WASHINGTON – American Federation of Government Employees National President J. David Cox Sr. today praised Sen. Joe Manchin of West Virginia for successfully attaching an amendment to the Senate immigration reform bill that would limit annual taxpayer subsidies to compensation for border security contractors to no more than the salary of the Vice President.
The Senate voted 72-26 to add the amendment to the Border Security, Economic Opportunity, and Immigration Modernization Act (S 744).
“Senator Manchin appreciates the sacrifices that so many working- and middle-class Americans have made because of the economy, and he knows that modest sacrifices must now be imposed on the top 1% of the federal government’s contractors,” Cox said.
“Enactment of Senator Manchin’s cap won’t prevent contractor employees from being highly paid. However, the cap will ensure that taxpayers don’t have to pay more than $237,000 per year toward the compensation of those contractor employees.
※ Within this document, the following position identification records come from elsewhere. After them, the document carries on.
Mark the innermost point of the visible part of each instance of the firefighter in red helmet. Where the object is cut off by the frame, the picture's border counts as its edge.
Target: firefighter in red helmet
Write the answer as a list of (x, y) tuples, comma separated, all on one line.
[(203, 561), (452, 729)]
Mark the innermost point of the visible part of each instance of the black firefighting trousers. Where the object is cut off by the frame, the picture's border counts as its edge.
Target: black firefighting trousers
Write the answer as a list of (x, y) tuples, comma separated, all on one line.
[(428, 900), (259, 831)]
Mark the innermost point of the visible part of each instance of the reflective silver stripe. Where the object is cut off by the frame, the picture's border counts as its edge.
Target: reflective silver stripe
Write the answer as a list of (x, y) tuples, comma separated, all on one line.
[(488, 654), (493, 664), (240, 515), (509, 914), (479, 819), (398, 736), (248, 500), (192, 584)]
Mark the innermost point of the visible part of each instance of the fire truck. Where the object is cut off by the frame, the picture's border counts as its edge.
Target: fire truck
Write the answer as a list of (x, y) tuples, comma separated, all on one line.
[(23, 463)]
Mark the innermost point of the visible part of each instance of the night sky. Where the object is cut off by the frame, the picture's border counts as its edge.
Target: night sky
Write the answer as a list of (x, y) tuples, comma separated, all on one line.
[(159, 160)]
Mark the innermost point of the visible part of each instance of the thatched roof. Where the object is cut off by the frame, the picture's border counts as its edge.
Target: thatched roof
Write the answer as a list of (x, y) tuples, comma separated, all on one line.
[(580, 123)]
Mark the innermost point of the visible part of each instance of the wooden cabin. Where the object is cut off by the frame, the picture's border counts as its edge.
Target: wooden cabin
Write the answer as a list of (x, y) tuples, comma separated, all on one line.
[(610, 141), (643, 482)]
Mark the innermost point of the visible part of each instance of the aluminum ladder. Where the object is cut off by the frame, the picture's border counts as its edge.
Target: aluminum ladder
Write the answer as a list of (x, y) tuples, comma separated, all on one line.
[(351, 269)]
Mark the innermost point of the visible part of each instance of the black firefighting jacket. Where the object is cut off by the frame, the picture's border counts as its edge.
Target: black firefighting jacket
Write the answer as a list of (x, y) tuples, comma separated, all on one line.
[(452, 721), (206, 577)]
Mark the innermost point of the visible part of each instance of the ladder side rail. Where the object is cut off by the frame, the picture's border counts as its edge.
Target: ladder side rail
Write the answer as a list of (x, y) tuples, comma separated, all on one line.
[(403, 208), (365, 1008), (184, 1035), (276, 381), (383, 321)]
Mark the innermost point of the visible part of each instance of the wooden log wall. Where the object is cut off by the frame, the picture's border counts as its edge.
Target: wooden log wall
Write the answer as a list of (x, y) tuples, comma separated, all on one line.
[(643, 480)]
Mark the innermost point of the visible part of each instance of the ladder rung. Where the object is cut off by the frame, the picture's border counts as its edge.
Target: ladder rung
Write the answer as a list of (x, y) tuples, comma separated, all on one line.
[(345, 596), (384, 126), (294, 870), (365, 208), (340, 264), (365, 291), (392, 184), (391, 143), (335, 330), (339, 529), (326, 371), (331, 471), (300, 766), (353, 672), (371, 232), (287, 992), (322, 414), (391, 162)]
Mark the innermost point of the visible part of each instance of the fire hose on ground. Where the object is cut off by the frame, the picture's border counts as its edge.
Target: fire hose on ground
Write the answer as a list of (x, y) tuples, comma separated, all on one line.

Contractor employees may, of course, continue to have those taxpayer subsidies generously supplemented by their employers.”
Cox also saluted Senators Barbara Boxer of California and Charles Grassley of Iowa for introducing bipartisan legislation yesterday (S 1192, the Commonsense Contractor Compensation Act) that would cap annual taxpayer subsidies for all federal contractors at $237,000. Almost identical House legislation (HR 2444) was also introduced by Representatives Paul Tonko of New York and Jackie Speier of California.
This forceful legislative assault on privilege, excess, and conspicuous consumption follows yesterday’s Government Accountability Office report on the Impact of Reducing the Cap on Employee Compensation Costs (GAO-13-566), which vindicated AFGE’s estimate that capping taxpayer-subsidized compensation for all contractors at approximately $237,000 annually would save the nation at least $50 billion over 10 years.
In reviewing a small number of contracts, GAO determined that the number of contractors who make in excess of the Vice President’s salary is significant, that almost all of them work for large contractors, and that a cap set at the Vice President’s salary would save taxpayers almost $500 million per year.
The GAO report did not even look at fixed-price contracts, let alone the universe of relevant government contracts, so the annual savings actually would be far greater. Finally, despite many protestations, contractors offered GAO no proof that a more modest cap would prevent them from recruiting and retaining employees in specialized professions.
The Manchin amendment and the Boxer and Tonko bills would allow the federal government unfettered discretion to exempt contractor employees who work in specialized professions. However, GAO’s report suggests that much stronger enforcement mechanisms may be necessary because contractors are likely to play name games, changing job titles arbitrarily in order to falsely claim exemptions.
“Contractors have always managed until today to avoid recorded votes on their lavish, taxpayer-subsidized compensation,” Cox said. “In the House, a Rules Committee subservient to contractors always prevented Representatives Tonko and Speier from offering reform amendments, including one to change the egregious provision in the recent FY14 House National Defense Authorization Act, which allows contractors to keep their ill-gotten gains. However, contractors don’t have that protection in the Senate, and now they face a formidable bipartisan coalition of Senators in Boxer, Manchin, and Grassley, who have the audacity to think that the richest federal contractors should be required to make the same sort of sacrifices American families have been making for years.”